Forgiveness, however, is not the same as forgetting. If you have been injured, it is most often worth remembering who did what to you, lest you put yourself at risk of being hurt once again. Nor does forgiveness require that you continue your relationship with the person who harmed you; it is sometimes good judgment to forgive the person at the same time that you end the relationship with him.

Relationships are messy and we all can do better and be kinder. Many people have trouble telling others when their actions have caused an injury. The victim can suffer silently or in grumbling discontent, and passive-aggressively try to pay-back the injurer in some indirect fashion. Often, the hurt that the injurer caused is inadvertent and might be easily remedied if the one who has done the harm is told gently but firmly that he caused unhappiness.

Of course, some relationships, if they regularly cause injury, can be quickly dispensed with at little cost. But for those closest to us, we usually will suffer more and longer before limiting contact or severing the bond with that individual. And contact with parents or siblings, for example, cannot be replaced. So, for most of us, we will usually put up with some measure of unhappiness in order to keep a place in our lives for even the unrepentant relative. And, in part, it depends on how much one is willing to put up with.

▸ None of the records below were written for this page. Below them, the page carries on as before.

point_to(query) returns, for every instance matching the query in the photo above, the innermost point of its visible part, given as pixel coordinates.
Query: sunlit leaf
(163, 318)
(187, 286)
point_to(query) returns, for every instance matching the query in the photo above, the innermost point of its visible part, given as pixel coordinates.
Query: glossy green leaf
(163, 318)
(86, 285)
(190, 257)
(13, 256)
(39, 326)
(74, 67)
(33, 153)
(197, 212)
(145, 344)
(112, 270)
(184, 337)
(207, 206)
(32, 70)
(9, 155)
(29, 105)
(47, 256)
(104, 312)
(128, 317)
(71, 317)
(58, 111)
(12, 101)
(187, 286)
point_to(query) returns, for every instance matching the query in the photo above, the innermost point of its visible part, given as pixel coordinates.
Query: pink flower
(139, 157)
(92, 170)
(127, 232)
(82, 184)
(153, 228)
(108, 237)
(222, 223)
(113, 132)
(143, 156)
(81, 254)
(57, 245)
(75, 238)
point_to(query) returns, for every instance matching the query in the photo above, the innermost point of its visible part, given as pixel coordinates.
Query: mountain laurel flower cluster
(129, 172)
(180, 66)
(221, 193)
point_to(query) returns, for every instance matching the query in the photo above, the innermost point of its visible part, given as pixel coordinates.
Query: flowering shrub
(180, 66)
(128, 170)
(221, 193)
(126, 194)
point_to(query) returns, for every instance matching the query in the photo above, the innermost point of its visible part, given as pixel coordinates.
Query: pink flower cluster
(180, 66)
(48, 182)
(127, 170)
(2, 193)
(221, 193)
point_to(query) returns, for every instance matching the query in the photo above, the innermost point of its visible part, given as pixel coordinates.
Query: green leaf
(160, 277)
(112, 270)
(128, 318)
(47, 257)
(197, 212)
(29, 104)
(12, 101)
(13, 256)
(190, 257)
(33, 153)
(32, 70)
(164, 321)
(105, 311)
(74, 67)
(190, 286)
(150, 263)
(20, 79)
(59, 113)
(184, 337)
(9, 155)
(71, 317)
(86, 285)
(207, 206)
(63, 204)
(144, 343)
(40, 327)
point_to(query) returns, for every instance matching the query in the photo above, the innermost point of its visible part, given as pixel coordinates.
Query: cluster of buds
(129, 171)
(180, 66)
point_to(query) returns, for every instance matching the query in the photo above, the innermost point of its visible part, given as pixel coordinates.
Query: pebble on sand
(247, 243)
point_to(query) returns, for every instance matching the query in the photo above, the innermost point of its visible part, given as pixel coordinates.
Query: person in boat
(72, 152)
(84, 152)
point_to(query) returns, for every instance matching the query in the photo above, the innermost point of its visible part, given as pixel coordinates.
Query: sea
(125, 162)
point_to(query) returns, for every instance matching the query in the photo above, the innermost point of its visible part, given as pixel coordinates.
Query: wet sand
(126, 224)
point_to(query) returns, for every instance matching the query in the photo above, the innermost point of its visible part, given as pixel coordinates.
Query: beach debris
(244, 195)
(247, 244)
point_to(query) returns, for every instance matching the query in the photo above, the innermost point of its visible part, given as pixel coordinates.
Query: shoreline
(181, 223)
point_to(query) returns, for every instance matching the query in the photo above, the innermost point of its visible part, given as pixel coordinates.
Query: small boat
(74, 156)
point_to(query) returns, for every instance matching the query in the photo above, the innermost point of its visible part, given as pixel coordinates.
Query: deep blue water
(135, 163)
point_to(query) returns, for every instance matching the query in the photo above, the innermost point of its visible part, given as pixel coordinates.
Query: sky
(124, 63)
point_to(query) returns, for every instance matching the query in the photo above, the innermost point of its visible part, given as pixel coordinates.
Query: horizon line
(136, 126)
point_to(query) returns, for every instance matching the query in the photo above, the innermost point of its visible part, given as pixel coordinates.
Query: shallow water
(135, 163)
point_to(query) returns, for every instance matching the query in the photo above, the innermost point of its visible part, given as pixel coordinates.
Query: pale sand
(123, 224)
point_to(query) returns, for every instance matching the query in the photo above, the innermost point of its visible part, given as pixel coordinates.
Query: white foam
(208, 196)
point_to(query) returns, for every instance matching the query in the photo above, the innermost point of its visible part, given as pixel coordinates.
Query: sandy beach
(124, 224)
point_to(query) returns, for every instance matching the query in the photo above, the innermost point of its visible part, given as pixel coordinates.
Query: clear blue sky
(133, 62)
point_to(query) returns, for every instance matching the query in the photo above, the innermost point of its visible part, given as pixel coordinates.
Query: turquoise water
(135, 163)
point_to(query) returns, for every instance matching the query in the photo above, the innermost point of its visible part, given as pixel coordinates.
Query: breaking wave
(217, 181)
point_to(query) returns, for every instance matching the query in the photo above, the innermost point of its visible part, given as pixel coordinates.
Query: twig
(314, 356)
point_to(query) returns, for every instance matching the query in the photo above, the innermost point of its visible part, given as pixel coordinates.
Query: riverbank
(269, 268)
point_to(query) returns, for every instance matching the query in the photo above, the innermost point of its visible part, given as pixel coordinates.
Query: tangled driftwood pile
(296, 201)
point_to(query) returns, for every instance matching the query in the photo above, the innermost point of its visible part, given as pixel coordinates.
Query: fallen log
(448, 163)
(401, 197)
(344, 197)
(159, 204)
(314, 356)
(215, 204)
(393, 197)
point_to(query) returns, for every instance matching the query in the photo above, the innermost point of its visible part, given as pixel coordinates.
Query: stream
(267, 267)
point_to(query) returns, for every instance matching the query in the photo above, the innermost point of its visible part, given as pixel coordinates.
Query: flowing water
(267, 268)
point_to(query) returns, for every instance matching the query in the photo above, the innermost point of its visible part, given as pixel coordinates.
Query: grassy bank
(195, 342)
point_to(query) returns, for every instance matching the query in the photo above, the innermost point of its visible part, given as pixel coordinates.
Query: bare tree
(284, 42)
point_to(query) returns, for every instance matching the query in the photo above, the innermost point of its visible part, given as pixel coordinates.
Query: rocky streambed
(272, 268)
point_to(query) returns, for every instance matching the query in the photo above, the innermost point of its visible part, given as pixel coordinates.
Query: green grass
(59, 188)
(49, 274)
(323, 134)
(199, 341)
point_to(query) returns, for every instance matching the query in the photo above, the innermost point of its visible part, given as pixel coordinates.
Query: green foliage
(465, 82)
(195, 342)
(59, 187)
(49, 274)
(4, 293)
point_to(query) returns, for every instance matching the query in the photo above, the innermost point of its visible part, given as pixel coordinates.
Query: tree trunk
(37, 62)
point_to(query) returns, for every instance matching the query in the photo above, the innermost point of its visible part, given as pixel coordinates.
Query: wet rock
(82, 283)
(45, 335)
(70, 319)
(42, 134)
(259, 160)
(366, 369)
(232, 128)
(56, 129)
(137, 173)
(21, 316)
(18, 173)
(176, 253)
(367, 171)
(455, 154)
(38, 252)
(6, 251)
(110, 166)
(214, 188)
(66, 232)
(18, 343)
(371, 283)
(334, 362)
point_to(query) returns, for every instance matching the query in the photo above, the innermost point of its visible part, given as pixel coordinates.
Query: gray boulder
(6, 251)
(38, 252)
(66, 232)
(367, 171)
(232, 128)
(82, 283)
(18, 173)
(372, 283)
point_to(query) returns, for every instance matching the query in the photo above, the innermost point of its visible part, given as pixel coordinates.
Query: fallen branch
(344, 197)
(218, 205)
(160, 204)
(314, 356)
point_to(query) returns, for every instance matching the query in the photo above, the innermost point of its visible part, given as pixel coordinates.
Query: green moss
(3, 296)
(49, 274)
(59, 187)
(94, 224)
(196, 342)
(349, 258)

There is at least one additional very important and useful reason to forgive. It follows from the old Italian expression, “If you want revenge, you should dig two graves (one for yourself and one for the object of your revenge).” The point here is that carrying anger is costly and letting go of that anger might allow you to be happier and more at ease in the rest of your life.

But, be careful not to let go automatically and too soon. Anger is often a necessary part of getting over an injury. While it doesn’t always have to be expressed at someone else, neither is turning the other cheek invariably the best policy for your psychological well-being. Writing about your feelings will oft-times help, and talking to a friend or counselor can be useful. But once you are through the stage of anger, forgiveness is at least a possibility.

Still another reason for accepting an apology and forgiving is that the relationship can be continued and sometimes improved by the act of mutual understanding that is involved. Life is full of disagreements and differences, in addition to unintentionally hurt feelings. Those parties who can survive conflicts, communicate about them, and come to a point of acceptance, understanding, and appreciation often are bonded together more strongly by the experience.

It takes maturity to know when to ignore something and when, instead, to confront the person who has injured you. Most things probably aren’t worth the trouble of a conflict, lest one always be fighting and accusing others. Best to wait for a cool and calm moment to decide whether confrontation is worth it, than to act in the over-heated instant. That is nothing more than common sense.

But, as a wise man once said, common sense is rather uncommon.